# Memes Library Builder

This library contains tens of thousands of memes organized in hundreds of folders by topic. This notebook builds the master json file which contains a list of all the topics, all the memes in each topic, and a list of any metadata associated with each meme.


In [1]:
## Import Libraries

import os
import json
from glob import glob
from pathlib import Path


In [2]:
## Define Constants

MEMES_ROOT = Path('memes')


# Create missing first-seen files

Iterate recursively through all the subdirectories of the ./memes folder and for any file with one of the following extensions, check if it already has a file with the same name in the same directory but appended with first-seen.txt. So for example meme.jpg meansthere should also be a file called meme.jpg.first-seen.txt  

If not, create a new file containing the file modification time as a python datetime. This file should have the same name but appended with first-seen.txt. So for example meme.jpg means we need to create a file called meme.jpg.first-seen.txt containing the python datetime of the modification time of the meme.jpg file.  

- .gif
- .jfif
- .jpeg
- .jpg
- .mp4
- .png
- .svg
- .webp




In [3]:
from pathlib import Path
from datetime import datetime, timezone


TRACKED_EXTS = {
    ".gif", ".jfif", ".jpeg", ".jpg",
    ".mp4", ".png", ".svg", ".webp",
}

def ensure_first_seen_files(root: Path, exts: set[str]) -> dict[str, int]:
    created = 0
    skipped = 0

    for file in root.rglob("*"):
        if file.suffix.lower() not in exts or not file.is_file():
            continue

        meta_path = file.with_name(file.name + ".first-seen.txt")

        if meta_path.exists():
            skipped += 1
            continue

        # ▶ grab mtime and convert to UTC datetime
        mod_time = datetime.fromtimestamp(file.stat().st_mtime,
                                          tz=timezone.utc)
        # ▶ write ISO-8601 string
        meta_path.write_text(mod_time.isoformat())

        created += 1

    return {"created": created, "skipped": skipped}

summary = ensure_first_seen_files(MEMES_ROOT, TRACKED_EXTS)
print(f"First-seen files created: {summary['created']}")
print(f"Already present / skipped : {summary['skipped']}")
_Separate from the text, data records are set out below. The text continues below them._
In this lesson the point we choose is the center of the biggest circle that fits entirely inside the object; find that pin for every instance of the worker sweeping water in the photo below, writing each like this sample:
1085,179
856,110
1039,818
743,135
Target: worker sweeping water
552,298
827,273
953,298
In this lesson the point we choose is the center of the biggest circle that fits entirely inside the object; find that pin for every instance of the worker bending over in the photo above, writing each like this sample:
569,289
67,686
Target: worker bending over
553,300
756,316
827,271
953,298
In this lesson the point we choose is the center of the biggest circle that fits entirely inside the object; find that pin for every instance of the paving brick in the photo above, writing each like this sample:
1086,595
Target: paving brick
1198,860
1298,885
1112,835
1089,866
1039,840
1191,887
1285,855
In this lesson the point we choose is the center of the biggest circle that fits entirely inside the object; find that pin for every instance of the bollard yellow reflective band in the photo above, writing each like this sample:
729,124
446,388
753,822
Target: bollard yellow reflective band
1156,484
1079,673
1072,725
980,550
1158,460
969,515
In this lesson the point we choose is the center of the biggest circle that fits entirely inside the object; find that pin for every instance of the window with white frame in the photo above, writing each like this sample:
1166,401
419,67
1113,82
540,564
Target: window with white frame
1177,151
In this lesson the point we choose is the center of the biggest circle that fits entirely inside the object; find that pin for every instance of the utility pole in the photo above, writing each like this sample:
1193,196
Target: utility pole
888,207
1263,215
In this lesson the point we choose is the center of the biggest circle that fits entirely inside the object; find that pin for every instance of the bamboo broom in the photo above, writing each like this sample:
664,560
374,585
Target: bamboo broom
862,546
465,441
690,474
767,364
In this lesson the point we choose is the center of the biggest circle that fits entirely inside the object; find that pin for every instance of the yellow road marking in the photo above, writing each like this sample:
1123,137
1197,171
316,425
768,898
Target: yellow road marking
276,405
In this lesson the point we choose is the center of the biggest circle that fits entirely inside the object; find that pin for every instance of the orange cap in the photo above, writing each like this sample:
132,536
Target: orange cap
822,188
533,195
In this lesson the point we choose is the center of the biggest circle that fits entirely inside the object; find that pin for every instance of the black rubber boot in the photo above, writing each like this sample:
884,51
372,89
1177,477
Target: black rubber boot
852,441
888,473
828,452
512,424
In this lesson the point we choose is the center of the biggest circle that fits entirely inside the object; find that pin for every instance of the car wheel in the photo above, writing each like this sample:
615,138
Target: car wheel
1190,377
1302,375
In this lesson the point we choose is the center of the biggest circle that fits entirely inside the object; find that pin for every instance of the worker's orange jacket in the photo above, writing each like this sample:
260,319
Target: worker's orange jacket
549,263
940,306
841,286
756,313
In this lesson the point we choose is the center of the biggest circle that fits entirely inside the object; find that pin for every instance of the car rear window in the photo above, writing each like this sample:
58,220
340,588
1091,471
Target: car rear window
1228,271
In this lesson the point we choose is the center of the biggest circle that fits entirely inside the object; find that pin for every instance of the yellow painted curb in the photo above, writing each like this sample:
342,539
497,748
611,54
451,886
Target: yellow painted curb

First-seen files created: 0
Already present / skipped : 203


# Build the master memes.json file

The memes are organized like so;
/memes/Topic 1
/memes/Topic 2

Memes can be images or videos. Assume all the common file extensions will be present. For each meme, a number of metadata files may be present. These should be included if present.

For example;
memefilename.jpg
memefilename.jpg.txt <- Canonical tesseract-OCR of the meme. Might be nonsense. Probably we won't need this but it's there, so lets include it in the json file.
memefilename.jpg.llama-3.2-vision.txt <- High quality transformer analysis of the image, containing detailed explanation of the visual elements of the image, including any text, but probably lacking an awareness of any social context or any relationship to current events.

Example output:

'Topic 1' => {
    1 => {
        'file' => 'memes/topic/filename.jpg',
        'filemtime' => 'date the file was last modified',
        'metadata' => {
            'tesseract-ocr' => 'memes/topic/filename.jpg.txt',
            'llama-3.2-vision' => 'memes/topic/filename.jpg.llama-3.2-vision.txt'
        }
    }
}

The list of memes in each topic must be ordered by filemtime descending, such that the most recently added item is number 1. 

In [4]:
# Helper functions
import html


def read_text_multi(path: Path, encodings=('utf-8', 'utf-8-sig', 'cp1252', 'latin-1')):
    "Try multiple encodings and fall back to replacement."
    for enc in encodings:
        try:
            return path.read_text(encoding=enc)
        except UnicodeDecodeError:
            pass
    return path.read_text(encoding=encodings[0], errors='replace')

def escape_entities(text: str) -> str:
    "Escape HTML special characters."
    return html.escape(text, quote=True).replace('\n', ' ')

def get_file_timestamp(file: Path) -> datetime:
    
    file = Path(file)
    
    meta_path = file.with_name(file.name + ".first-seen.txt")

    if meta_path.exists():
        # Read the timestamp from first-seen.txt
        mod_time_str = read_text_multi(meta_path).strip()
        return mod_time_str
    else:
        # Fallback to current modification time
        return datetime.fromtimestamp(file.stat().st_mtime, tz=timezone.utc).isoformat()
    
def get_topics():
    """Return list of topic folders in the memes directory"""
    return [p.name for p in MEMES_ROOT.iterdir() if p.is_dir()]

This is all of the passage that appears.